December 3, 2010
Access and Human Rights for persons living with HIV


Wednesday December 1 was celebrated around the world as World AIDS Day under the theme: Universal Access and Human Rights.

Our celebrations here in St. Vincent and the Grenadines were somewhat muted because of the activities surrounding the upcoming elections, but the reality and impact of HIV and AIDS on our society should never be downplayed or underestimated.{{more}}

World AIDS Day provides an opportunity for us to stop and remember those we have lost over the years; here in St. Vincent and the Grenadines 565 persons have died from the disease since we started recording in 1984; most of these persons were at the productive peak of their lives.

World AIDS Day also provides us with an opportunity to reflect on how well we here in St. Vincent and the Grenadines are doing in relation to the human rights of the persons infected and affected by HIV; and their access to care, jobs, education, housing, etc.

Since 1984, 1,200 persons tested positive for HIV/AIDS in St. Vincent and the Grenadines. Of these, 718 were male, 464 female and the sex of 18 was unknown at the time of testing. These statistics follow the worldwide trend of more males testing positive than females, but Carl Browne, Executive Director of PANCAP (Pan Caribbean Partnership against HIV and AIDS), addressing the Annual General Meeting of the House of Hope Society on November 26, noted that in 1999, 35 per cent of the HIV cases in the Caribbean were women, today, that number is 50 per cent. Browne pointed out that that figure indicates a high level of risk and vulnerability among our women, particularly young women, who show infection rates three times as high as their male counterparts.

This rise in rates among women, particularly young women, is directly linked to poverty and the dependence of women on men. This underscores the critical importance of the programmes in our country which seek to level the playing field in terms of access to education, jobs and opportunity.

Available statistics indicate that at present, we have 635 persons living with HIV/AIDS in our country. The availability of free anti-viral and other treatments for persons with AIDS have tremendously improved their quality of life and life expectancy.

The theme for this year’s World AIDS Day reminds us that the persons living with HIV/AIDS among us have the right to non discrimination; the right to equal protection and equality before the law; the right to privacy; the right to freedom of movement; the right to work; the right to equal access to education, housing, health care and protection from harassment.

Because of the tremendous stigma that still goes along with a positive test for HIV, persons living with HIV here still face tremendous discrimination. Just a few months ago, SEARCHLIGHT carried a story about an HIV positive man who was laid off from his job because his co-workers expressed their discomfort with working with him. The man, who had worked for years in the construction industry, was still healthy and wanted to work to be able to provide for himself and his family, but no one would hire him. How sad!

It is for reasons such as these why most HIV positive people in our society never let those around them, even members of their immediate family, know about their status.
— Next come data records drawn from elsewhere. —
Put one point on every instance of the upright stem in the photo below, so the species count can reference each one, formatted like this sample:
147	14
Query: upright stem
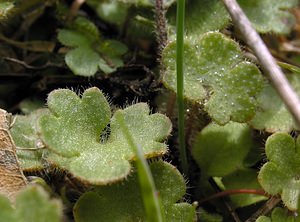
180	88
265	58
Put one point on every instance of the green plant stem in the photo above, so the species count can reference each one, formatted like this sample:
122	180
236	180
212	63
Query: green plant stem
180	81
152	203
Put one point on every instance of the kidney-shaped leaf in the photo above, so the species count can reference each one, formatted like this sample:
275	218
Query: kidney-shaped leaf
25	134
272	115
216	75
123	201
280	175
32	204
74	127
222	156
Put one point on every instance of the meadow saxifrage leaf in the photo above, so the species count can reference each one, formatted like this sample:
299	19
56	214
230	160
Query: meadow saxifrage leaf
280	175
126	199
217	76
73	129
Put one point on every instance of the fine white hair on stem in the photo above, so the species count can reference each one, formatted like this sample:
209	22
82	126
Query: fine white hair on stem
265	58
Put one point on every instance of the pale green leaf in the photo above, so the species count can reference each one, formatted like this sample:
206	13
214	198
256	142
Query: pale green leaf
280	175
74	128
221	150
216	75
98	204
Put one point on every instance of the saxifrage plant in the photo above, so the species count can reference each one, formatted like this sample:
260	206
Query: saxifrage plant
232	110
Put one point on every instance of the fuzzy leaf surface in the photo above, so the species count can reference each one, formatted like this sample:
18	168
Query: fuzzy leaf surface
272	115
210	15
98	204
222	156
74	127
25	135
203	16
279	215
280	175
270	15
32	204
217	76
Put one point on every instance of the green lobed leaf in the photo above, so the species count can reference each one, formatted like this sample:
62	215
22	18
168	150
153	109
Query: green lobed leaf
272	115
280	175
73	129
32	204
151	201
87	28
243	179
30	104
217	76
226	154
25	135
210	15
203	16
98	204
279	215
270	15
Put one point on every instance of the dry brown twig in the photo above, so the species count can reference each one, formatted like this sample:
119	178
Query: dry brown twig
267	62
12	178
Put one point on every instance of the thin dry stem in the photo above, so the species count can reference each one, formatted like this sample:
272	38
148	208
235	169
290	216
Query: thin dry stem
265	58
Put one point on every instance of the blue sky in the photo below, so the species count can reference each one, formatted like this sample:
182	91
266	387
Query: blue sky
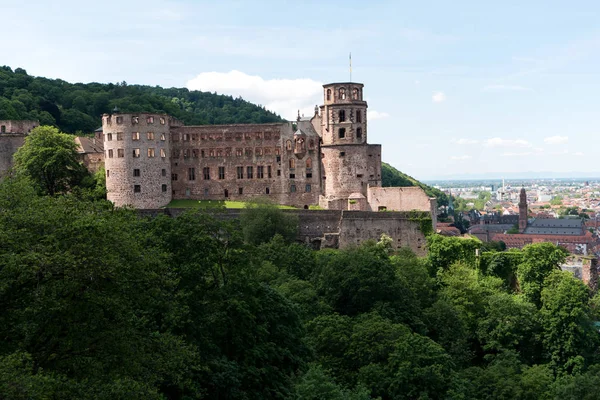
454	88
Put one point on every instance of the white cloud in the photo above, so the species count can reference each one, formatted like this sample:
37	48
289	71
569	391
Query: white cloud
506	88
283	96
376	115
460	158
438	97
465	141
556	139
499	142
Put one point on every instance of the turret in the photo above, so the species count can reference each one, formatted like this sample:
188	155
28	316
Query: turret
137	159
344	114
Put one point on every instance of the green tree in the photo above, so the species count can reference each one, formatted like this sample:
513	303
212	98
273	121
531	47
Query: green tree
568	334
262	220
539	260
49	160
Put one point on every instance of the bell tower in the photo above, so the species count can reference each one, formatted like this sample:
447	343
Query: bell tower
344	114
522	211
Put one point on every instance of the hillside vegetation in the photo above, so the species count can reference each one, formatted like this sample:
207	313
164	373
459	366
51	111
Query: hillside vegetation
98	303
77	107
390	177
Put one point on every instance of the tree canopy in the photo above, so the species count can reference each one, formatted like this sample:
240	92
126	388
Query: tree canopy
99	302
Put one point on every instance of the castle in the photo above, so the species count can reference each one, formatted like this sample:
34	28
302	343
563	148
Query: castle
325	160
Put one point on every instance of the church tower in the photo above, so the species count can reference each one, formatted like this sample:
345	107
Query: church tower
522	211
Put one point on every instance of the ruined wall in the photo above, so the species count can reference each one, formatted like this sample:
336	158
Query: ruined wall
14	126
138	169
12	136
238	162
340	229
402	199
359	226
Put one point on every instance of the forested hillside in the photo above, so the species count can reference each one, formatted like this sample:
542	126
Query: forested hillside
390	176
74	107
98	303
This is also the reason why so many people refuse to get tested to know their HIV status. Approximately 8, 000 Vincentians are tested for HIV each year. However, the records show that only about 2, 000 of these came forward voluntarily to find out their status.
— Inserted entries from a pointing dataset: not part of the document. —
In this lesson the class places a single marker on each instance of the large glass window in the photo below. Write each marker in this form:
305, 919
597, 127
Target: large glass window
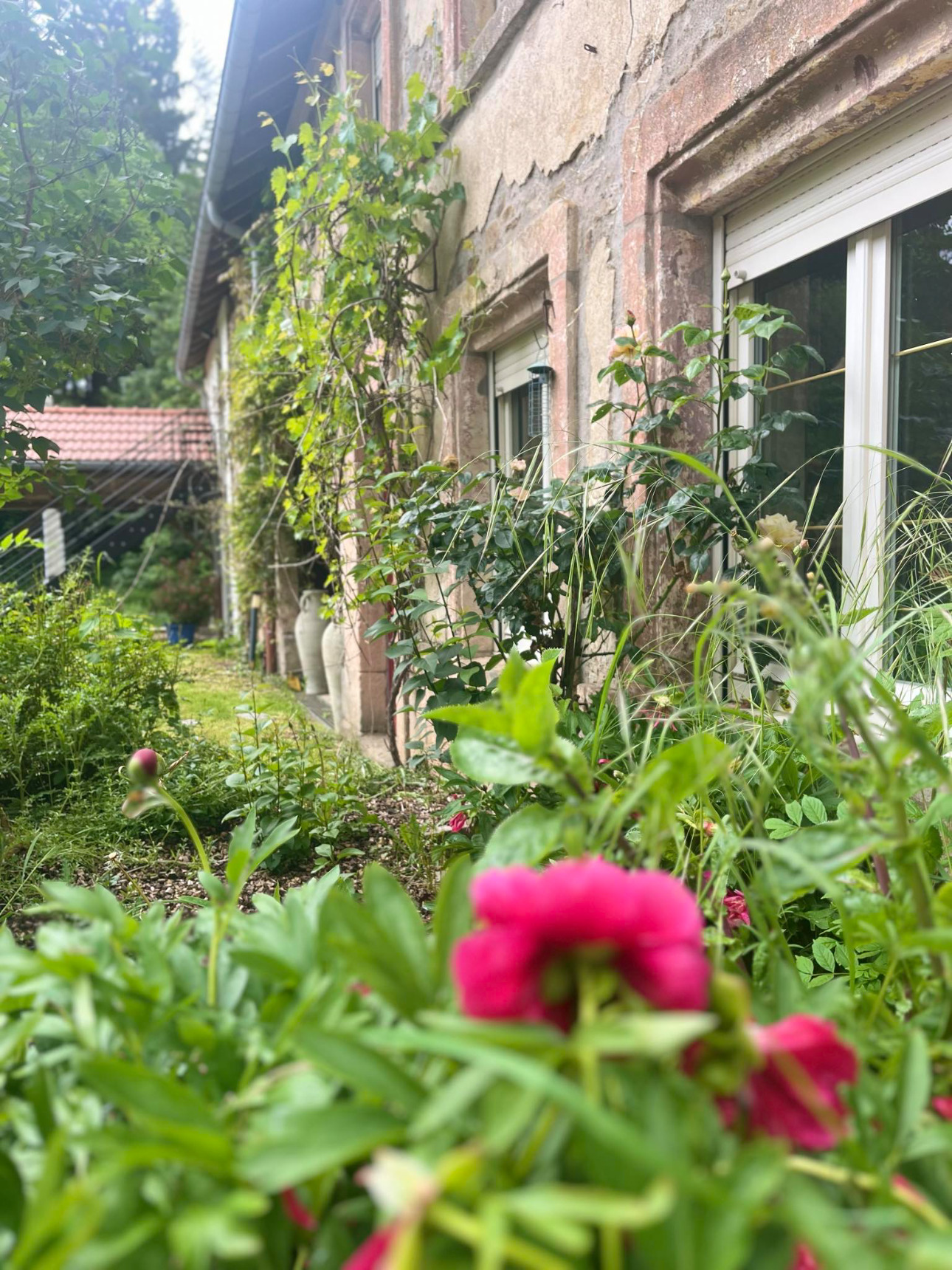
922, 430
804, 478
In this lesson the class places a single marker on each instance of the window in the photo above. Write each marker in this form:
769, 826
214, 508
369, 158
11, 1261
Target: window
857, 244
807, 459
521, 404
377, 74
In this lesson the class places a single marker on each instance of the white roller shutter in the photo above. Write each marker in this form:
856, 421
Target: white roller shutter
512, 361
846, 187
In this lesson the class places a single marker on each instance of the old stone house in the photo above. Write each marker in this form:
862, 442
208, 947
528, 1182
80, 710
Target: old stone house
618, 157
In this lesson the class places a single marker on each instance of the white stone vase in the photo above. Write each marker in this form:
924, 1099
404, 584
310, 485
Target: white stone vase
308, 629
333, 645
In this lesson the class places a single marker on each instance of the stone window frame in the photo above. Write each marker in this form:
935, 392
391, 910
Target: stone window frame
363, 23
730, 127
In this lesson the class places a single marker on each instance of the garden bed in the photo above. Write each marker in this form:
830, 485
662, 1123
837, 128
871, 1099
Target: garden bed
88, 842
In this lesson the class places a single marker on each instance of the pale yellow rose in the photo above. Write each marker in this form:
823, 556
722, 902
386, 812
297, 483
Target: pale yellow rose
781, 531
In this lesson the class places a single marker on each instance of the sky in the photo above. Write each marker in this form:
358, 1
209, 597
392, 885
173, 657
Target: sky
204, 31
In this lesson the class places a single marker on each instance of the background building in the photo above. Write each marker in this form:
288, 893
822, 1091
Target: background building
620, 157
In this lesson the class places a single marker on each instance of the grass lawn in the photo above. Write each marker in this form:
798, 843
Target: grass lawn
211, 686
365, 811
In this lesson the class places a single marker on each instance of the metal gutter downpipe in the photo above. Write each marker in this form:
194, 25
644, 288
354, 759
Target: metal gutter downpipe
238, 63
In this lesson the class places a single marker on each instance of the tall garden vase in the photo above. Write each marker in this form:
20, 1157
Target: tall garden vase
308, 629
334, 670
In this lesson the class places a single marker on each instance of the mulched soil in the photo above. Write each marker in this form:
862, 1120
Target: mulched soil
172, 879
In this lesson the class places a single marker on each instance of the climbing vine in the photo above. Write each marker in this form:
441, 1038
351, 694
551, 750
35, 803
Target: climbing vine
338, 342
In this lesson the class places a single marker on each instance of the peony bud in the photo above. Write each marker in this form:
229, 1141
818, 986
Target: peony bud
145, 767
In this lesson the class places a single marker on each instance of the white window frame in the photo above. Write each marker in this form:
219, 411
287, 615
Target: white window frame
793, 229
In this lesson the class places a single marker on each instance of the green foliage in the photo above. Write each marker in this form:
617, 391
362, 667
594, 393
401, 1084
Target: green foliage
88, 207
291, 775
79, 684
338, 343
172, 576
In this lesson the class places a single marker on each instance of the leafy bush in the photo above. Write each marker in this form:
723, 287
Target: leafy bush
77, 682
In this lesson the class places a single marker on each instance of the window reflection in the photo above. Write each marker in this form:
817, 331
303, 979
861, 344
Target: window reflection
807, 459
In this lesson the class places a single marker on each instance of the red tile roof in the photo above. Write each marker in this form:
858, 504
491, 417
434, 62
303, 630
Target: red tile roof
102, 435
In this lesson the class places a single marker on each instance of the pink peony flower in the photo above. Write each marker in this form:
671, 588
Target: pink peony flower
372, 1254
520, 966
145, 766
737, 908
296, 1212
793, 1095
805, 1260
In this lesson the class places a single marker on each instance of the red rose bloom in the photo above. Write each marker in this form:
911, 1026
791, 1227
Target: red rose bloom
372, 1252
737, 906
793, 1095
646, 925
145, 766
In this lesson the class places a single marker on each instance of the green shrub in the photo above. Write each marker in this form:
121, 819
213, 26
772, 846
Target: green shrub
79, 684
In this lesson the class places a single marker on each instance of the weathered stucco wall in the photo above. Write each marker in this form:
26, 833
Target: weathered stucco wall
601, 139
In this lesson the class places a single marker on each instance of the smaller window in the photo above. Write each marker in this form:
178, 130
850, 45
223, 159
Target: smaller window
521, 416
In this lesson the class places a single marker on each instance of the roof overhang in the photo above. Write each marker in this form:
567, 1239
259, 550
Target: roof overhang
268, 44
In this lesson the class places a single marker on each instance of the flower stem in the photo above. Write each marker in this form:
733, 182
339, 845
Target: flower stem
213, 945
900, 1192
469, 1229
610, 1238
187, 820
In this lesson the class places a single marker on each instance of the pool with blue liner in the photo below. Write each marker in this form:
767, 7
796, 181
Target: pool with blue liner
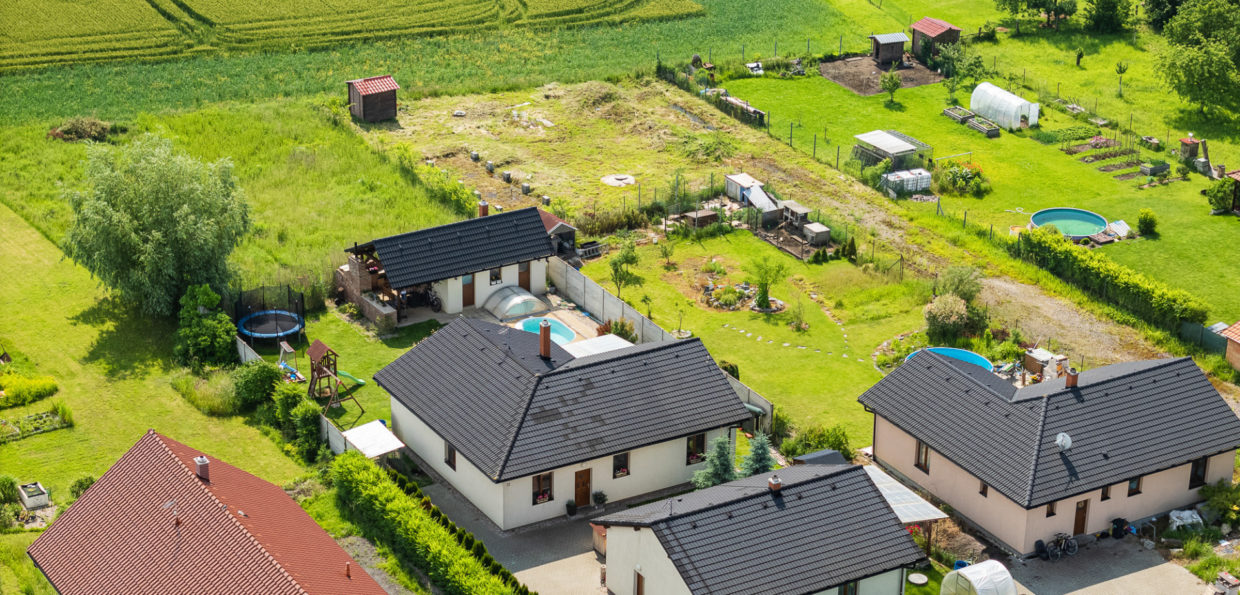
956, 353
559, 332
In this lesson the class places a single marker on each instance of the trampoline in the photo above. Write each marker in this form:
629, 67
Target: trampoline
269, 324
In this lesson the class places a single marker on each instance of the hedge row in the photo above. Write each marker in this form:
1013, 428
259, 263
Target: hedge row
1147, 299
418, 532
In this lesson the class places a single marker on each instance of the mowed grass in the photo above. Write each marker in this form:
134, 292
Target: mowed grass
1026, 175
113, 368
815, 384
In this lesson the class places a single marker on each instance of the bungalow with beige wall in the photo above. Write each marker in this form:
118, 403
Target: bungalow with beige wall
1129, 440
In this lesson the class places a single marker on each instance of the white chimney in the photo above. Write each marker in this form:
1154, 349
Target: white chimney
202, 467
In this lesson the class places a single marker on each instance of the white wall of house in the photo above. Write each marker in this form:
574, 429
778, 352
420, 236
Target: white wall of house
636, 549
650, 469
1019, 528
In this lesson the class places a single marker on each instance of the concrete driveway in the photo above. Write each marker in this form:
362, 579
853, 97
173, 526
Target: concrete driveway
551, 558
1109, 567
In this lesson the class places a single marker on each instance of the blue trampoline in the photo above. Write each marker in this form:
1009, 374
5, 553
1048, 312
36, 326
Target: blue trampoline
270, 324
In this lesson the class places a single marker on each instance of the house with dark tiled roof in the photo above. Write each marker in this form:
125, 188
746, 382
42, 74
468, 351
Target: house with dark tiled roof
521, 427
166, 518
1129, 440
460, 264
802, 529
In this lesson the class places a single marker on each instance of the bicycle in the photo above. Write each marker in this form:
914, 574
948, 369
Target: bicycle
1062, 544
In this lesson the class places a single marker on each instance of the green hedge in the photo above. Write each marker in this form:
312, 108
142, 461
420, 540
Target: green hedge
1091, 270
417, 531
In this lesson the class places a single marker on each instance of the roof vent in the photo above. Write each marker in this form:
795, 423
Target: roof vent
1064, 441
202, 467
Early diagnosis is one of the effective means of preventing the spread of the disease. If the person is negative, he or she can begin to practise safe sex if they had not been doing so before, while if the person is positive, he or she can seek medical attention early to maintain his or her quality of life at an optimal level, and take steps to protect their sexual partners.

Are the infected persons living among us are experiencing the rights they are entitled to? If even one of these rights is denied we need to do better. Do you know your HIV status? If not, why not? Is there anything you can do to decrease the incidence of discrimination experienced by persons living with HIV? Let’s ponder on these things, even in the midst of the elections.